Wilson Gomes, prefeito de Juazeiro do Piauí Entre as irregularidades consideradas pelo TCE estão o crescimento do déficit atuarial do Regime Próprio de Previdência Social, a ausência de medidas efetivas para reduzir o desequilíbrio e inconsistências nos registros das contribuições previdenciárias patronais e dos servidores.
De acordo com a decisão, a Prefeitura contabilizou valores de contribuições previdenciárias acima dos recolhimentos efetivamente realizados. O Tribunal entendeu que a diferença comprometeu a fidelidade das demonstrações contábeis apresentadas pelo município.

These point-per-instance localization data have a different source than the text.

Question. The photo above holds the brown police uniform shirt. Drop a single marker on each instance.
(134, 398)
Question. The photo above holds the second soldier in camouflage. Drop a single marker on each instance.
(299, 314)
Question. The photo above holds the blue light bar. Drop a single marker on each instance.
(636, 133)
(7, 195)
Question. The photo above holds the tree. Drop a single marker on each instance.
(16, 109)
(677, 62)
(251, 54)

A fiscalização também verificou que as provisões previdenciárias de longo prazo foram registradas em valores superiores aos apontados na avaliação atuarial. Para o TCE, a situação provocou distorções no balanço patrimonial e prejudicou a confiabilidade das informações financeiras.
Outro ponto destacado foi a instituição de um plano de amortização do déficit atuarial por meio de decreto municipal. Segundo o Tribunal, alterações de alíquotas e encargos previdenciários dependem da aprovação de uma lei específica, não podendo ser feitas apenas por ato do chefe do Executivo.

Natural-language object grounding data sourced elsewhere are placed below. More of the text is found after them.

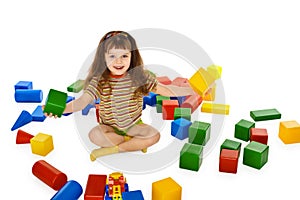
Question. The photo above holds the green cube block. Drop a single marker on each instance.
(267, 114)
(199, 133)
(256, 155)
(159, 100)
(182, 113)
(191, 156)
(56, 102)
(76, 87)
(242, 129)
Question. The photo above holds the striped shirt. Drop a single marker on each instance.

O município também não promoveu uma reforma previdenciária nem apresentou medidas consideradas suficientes para adequar o regime próprio às exigências de equilíbrio financeiro e atuarial. Durante o exercício analisado, Juazeiro do Piauí ainda permaneceu sem o Certificado de Regularidade Previdenciária emitido administrativamente.
Além das falhas no sistema previdenciário, o TCE identificou a ausência de arrecadação da receita relacionada aos serviços de manejo de resíduos sólidos. A cobrança já deveria ter sido implantada e o município havia recebido alerta anterior do Tribunal sobre a obrigação.

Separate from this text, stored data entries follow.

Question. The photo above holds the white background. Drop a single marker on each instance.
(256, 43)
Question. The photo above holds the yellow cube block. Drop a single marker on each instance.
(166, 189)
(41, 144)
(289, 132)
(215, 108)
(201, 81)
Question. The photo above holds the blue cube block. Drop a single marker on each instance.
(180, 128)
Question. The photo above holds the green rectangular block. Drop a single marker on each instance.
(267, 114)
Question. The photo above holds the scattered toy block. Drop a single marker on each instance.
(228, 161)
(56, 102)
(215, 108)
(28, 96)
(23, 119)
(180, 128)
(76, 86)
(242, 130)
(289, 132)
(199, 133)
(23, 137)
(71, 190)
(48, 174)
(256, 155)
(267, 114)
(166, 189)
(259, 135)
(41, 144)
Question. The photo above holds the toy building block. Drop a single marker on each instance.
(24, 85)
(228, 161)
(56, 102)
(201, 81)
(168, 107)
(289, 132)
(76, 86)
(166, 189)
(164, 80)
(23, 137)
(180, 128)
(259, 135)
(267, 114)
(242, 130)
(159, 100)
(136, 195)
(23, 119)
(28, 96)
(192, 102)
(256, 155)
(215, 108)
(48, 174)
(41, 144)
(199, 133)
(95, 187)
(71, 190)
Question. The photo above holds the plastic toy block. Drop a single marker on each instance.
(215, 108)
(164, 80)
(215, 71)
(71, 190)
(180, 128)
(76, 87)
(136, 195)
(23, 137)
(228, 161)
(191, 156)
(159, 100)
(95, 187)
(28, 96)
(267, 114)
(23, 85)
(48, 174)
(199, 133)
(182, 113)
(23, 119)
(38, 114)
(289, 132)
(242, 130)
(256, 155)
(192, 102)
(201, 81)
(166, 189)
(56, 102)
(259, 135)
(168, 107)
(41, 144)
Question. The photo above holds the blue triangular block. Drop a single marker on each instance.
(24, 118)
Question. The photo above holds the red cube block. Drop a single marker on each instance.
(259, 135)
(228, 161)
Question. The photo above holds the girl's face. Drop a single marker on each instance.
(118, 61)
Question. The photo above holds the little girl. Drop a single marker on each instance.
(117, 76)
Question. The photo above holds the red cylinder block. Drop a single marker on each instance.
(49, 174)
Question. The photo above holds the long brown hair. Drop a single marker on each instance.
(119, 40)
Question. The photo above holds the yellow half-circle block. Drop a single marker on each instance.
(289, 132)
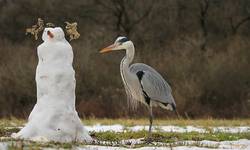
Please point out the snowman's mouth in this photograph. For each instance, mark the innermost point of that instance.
(51, 35)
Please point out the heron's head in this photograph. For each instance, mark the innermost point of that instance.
(121, 43)
(53, 34)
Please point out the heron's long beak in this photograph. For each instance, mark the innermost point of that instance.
(50, 34)
(108, 49)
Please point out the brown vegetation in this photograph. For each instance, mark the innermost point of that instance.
(201, 47)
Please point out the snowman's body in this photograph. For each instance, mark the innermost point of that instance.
(54, 116)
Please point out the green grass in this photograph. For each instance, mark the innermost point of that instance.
(179, 122)
(168, 137)
(13, 122)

A prestação de contas também apresentou ausência de extratos bancários, divergência entre o saldo final de 2023 e o saldo de abertura de 2024, além de contas com saldos invertidos. O Relatório de Gestão Consolidado teve nível de adequação inferior a 50%.
Na avaliação da Corte, o conjunto de irregularidades, especialmente as relacionadas à Previdência municipal, comprometeu a legalidade do plano de custeio, o equilíbrio atuarial e a sustentabilidade fiscal do município.
Com a decisão, o TCE emitiu parecer prévio recomendando a reprovação das contas e determinou a adoção de providências pelo atual gestor. O julgamento definitivo das contas de governo caberá à Câmara Municipal de Juazeiro do Piauí.